HBOS thinks of itself as the UK bank with the least challenging competition case to argue. It is hard to share that confidence. HSBC combined with Abbey would have a larger share of the current account market than the HBOS alternative, but not by much, and its share of the mortgage and savings deposit market would be much smaller. Other UK banks might have more of a problem, but that won't stop them throwing their hats into the ring, if only for the purpose of thwarting HBOS. They can afford to take a more sanguine view of SCH.

In making his bid, Mr Crosby therefore has to ensure that his terms are sufficiently attractive to make it worthwhile for Abbey shareholders to forgo the certainty of the existing offer from SCH for the possibility that HBOS may eventually, after a six-month investigation, be allowed. That's a big ask, especially as SCH is likely to respond by sweetening its terms and providing a full cash or cash equivalent alternative to its present shares and cash offer.
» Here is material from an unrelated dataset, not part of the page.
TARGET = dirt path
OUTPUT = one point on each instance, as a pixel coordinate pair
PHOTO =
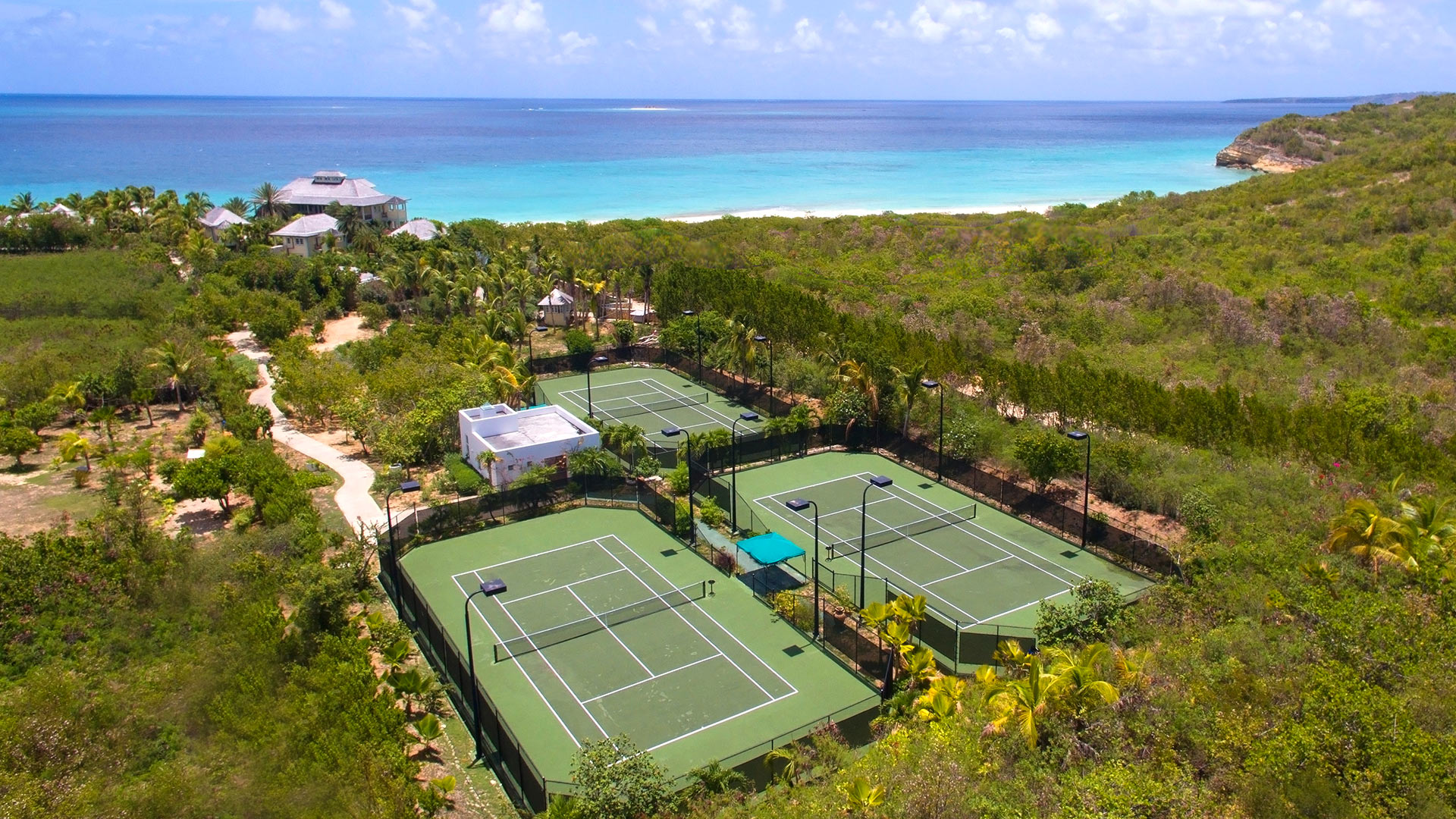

All the signs are that Mr Crosby will bid. It may be a bigger gamble than he thinks. Peter Ellwood's reputation as chief executive of Lloyds TSB never recovered from the ruin of his bid for Abbey National, which was blocked by the Competition Commission. The City was left wondering, "what now for Lloyds TSB?", and Mr Ellwood was unable to provide an answer. Tread carefully, Mr Crosby.

¿ Overpaying ARM

Never invest in anything you cannot understand, says Warren Buffett. After agreeing to pay an astonishing $913m (£504m) for a US rival, ARM may be a case in point. One of the glamour stocks of the boom, ARM designs software for specialist microchips, mainly for use in mobile phones. Artisan, the company it is proposing to buy, is a leading provider of physical intellectual property (IP) components for the same sort of integrated circuits as ARM caters for, so on the face of it, the two are highly complementary. Marry ARM's software design with Artisan's components' IP, and you end up with a form of vertical integration which in something as small as a microchip would seem a more than logical response to a fast changing market.

Yet it wasn't the industrial logic the City was questioning yesterday when it marked the shares down by 19 per cent. Rather, it was the price. At around 60 times earnings and approaching 10 times sales, Artisan is being bought on multiples more suited to the heady days of the technology bubble than today's downtrodden investment environment. Most of the consideration is in ARM shares, so Artisan's vendors will have suffered alongside ARM shareholders in yesterday's sell off. Even so the deal is bound to be earnings dilutive, at least initially, and with the world economy faltering again, the timing just doesn't seem to be right to be splashing out with apparent abandon on New Economy expansion.

Warren Buffett had in mind all technology shares when he warned about the dangers of investing in things you don't understand, but intellectual property and microchips are a particularly difficult thing to get your head around. By the company's own admission, the technology has reached a level of sophistication where it is beginning to outgrow the known laws of physics. Protection and effective exploitation of intellectual property in such an environment becomes extraordinarily difficult to achieve.

Sir Robin Saxby, the chairman, and his chief executive, Warren East, will struggle to convince that this is the right move for ARM. Like virtually every other technology stock, the shares have suffered a calamitous fall since the heady days of the bubble. Yet there was a conviction that ARM was one of the long-term winners, and its shares have maintained a strong investment following. Many of the technology floats of the late 1990s turned out to be little more than candyfloss. By contrast, ARM seemed to have a reasonably compelling growth story to tell.

The trouble with this acquisition, ARM's first of any significance, is that it is strongly suggestive of an industry which is already past its main growth phase. Consolidation seems now to be the order of the day, and expensive consolidation at that.